4 Although it was initially considered to include only companies listed on the AltX, the set criteria to satisfy the study information needs would have resulted in a population of only 21 AltX listed companies. Using a guideline of 5–10 companies per variable in a multiple regression analysis, a study size of 83 companies should be sufficient.

5 Two attributes required by Rule 26 were only applicable to dual-listed companies and were therefore not included for comparison and robustness purposes (seven of the 83 companies were dual listed).
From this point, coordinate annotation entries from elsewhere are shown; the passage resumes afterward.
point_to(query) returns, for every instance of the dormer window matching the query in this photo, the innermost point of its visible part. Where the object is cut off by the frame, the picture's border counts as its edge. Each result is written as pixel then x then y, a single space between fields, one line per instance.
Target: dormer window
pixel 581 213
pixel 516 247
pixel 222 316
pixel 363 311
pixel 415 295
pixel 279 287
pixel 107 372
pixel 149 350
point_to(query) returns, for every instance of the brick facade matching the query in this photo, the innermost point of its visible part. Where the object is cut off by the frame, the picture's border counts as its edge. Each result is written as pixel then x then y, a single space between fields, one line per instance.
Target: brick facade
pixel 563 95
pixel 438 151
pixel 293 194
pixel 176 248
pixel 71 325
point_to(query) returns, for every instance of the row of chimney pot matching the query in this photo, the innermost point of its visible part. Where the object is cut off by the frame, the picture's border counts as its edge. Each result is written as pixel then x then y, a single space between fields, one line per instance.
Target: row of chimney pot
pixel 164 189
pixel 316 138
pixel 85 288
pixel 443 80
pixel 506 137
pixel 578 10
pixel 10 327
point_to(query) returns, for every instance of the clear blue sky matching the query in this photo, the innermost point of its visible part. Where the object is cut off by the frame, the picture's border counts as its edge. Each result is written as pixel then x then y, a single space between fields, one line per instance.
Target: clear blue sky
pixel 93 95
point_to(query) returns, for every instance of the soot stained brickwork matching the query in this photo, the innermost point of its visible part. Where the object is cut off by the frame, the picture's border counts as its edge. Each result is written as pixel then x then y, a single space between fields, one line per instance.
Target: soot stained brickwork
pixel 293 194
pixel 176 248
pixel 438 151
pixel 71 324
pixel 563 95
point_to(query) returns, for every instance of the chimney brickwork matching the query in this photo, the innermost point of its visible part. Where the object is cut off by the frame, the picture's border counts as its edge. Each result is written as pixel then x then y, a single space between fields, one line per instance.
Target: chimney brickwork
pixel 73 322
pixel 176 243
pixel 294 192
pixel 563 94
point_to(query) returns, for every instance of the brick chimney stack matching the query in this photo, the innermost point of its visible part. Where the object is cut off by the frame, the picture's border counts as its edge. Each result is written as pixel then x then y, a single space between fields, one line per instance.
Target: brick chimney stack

6 Admitting that some studies (e.g. Abdelsalam, Bryant, & Street, Citation2007) used a 5% threshold to define block shareholding, it should be noted that as only one company in the defined population didn’t have a single shareholding exceeding 5%, and therefore the 5% threshold was deemed impractical.

7 Although 10 companies were initially measured (as a pilot study) by both authors to finalise the measurement conventions (as described in Appendix A), all companies in the defined population were subsequently measured by only one of the authors.

8 The strong correlation between share price and market capitalisation is however not unexpected, given the calculation of market capitalisation, and may be offered as a possible explanation for share price being insignificant once controlled for market capitalisation.

9 In the share price volatility model, the disclosure coefficient of −0.014 implies that a 1-point increase in the disclosure score is associated with a 1.40% decrease in share price volatility (although not statistically significant with p = 0.17). In the share turnover model, however, the disclosure coefficient was found as 0.000, implying the absence of any economic or statistical significance (p = 0.99).